COMO: Legislation should be enacted that would help delay demolition permits issued by the Department of Buildings where the historic significance is clearly evident. As stated before, I feel that it is equally important we create a list of historically significant locations before the threat of the wrecking ball looms in the shadows. Too many times, we have to scramble during the 11th hour to save properties after demolition permits are issued by the DOB. As a community we need to do everything to identify areas to be preserved far in advance of any permits being issued.
CROWLEY: As a member of the city council, I will support legislation that would temporarily delay demolition or halt the issuance of Department of Buildings permit so that the Landmarks Preservation Commission could consider designating important historic properties before they are demolished.

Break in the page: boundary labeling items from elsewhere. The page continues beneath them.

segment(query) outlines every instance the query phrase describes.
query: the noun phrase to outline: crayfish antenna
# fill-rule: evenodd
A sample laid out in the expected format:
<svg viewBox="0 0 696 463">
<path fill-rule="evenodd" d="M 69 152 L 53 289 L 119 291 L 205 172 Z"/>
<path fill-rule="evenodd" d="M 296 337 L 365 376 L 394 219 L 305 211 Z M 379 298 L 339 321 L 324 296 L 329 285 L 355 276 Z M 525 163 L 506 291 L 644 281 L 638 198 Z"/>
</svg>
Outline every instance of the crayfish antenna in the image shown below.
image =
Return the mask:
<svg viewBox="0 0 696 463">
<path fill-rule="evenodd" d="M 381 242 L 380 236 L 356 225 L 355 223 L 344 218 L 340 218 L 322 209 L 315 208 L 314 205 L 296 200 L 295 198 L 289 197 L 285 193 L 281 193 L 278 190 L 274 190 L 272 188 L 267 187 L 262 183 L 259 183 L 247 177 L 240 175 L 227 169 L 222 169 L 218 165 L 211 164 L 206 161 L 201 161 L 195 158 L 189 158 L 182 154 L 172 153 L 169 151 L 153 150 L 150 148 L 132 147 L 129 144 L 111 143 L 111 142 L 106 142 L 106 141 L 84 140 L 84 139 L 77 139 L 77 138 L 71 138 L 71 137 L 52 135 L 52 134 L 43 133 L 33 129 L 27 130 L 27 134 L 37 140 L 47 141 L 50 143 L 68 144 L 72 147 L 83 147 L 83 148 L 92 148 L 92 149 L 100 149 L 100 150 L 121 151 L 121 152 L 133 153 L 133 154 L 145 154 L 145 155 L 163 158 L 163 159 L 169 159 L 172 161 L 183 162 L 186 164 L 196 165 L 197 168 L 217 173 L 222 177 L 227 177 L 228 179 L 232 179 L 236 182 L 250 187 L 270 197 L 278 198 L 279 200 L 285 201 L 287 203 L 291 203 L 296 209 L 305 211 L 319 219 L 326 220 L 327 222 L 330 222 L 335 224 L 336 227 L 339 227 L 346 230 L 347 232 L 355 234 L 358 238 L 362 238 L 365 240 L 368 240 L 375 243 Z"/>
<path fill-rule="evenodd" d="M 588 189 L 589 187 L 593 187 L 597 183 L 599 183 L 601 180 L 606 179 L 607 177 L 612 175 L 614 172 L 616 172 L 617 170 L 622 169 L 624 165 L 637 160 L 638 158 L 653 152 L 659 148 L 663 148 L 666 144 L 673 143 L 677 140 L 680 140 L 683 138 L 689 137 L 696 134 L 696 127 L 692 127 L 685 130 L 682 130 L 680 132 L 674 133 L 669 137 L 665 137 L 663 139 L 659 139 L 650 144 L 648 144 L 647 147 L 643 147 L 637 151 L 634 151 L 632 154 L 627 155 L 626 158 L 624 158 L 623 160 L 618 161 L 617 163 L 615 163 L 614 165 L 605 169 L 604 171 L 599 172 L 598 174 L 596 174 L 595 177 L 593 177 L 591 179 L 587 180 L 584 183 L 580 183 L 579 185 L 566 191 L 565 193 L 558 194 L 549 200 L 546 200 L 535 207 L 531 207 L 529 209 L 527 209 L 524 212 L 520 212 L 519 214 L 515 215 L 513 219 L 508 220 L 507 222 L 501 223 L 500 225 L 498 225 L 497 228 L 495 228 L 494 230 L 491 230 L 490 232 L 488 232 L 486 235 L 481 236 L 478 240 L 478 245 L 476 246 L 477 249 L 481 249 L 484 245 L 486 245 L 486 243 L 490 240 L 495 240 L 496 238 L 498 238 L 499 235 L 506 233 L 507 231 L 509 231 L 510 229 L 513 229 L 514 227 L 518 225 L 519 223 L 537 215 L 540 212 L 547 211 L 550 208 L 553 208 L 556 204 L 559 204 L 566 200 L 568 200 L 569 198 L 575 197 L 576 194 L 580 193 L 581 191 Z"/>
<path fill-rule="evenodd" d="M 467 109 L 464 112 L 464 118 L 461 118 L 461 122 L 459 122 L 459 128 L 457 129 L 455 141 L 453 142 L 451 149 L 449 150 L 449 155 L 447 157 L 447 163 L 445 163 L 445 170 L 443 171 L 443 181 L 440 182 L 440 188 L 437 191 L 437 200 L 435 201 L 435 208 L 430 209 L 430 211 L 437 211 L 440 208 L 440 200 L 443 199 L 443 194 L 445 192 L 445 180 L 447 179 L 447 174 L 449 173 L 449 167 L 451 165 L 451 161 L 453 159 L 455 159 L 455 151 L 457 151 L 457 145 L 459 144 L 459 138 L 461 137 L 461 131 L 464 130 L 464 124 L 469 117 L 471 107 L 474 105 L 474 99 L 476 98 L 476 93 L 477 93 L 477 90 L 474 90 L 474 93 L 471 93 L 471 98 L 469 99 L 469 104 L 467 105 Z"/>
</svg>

OBER: I would support legislation that would require a survey of historic properties. Those properties would have special status that would delay any alteration or demolition by requiring that a notice be given to the Landmark Preservation Commission saying that such alteration or demolition is being considered thirty (30) days before any filing in the building department. Before any such filing is accepted by the building department proof of the notice must be provided. The Landmark Preservation Commission would be required to do a thirty day review of whether the property should be considered for Landmark Preservation and file a decision with the building department. The owner can either agree to voluntarily submit any plans to the Landmark Preservation Commission for approval or a stay can be imposed while the Commission decided the historic status of the property. This way property rights are protected and property owners know the historic nature of a property may be considered in any alteration of the building. I would also seek legislation to require that the Landmark Preservation Commission provide a full report and detailed reasons for any decision to turn down protection for any property and establish an appeals process.
OGNIBENE: Before the permits are issued the LPC would have to “sign off”, however the process must be an expedited one without unnecessary foot dragging.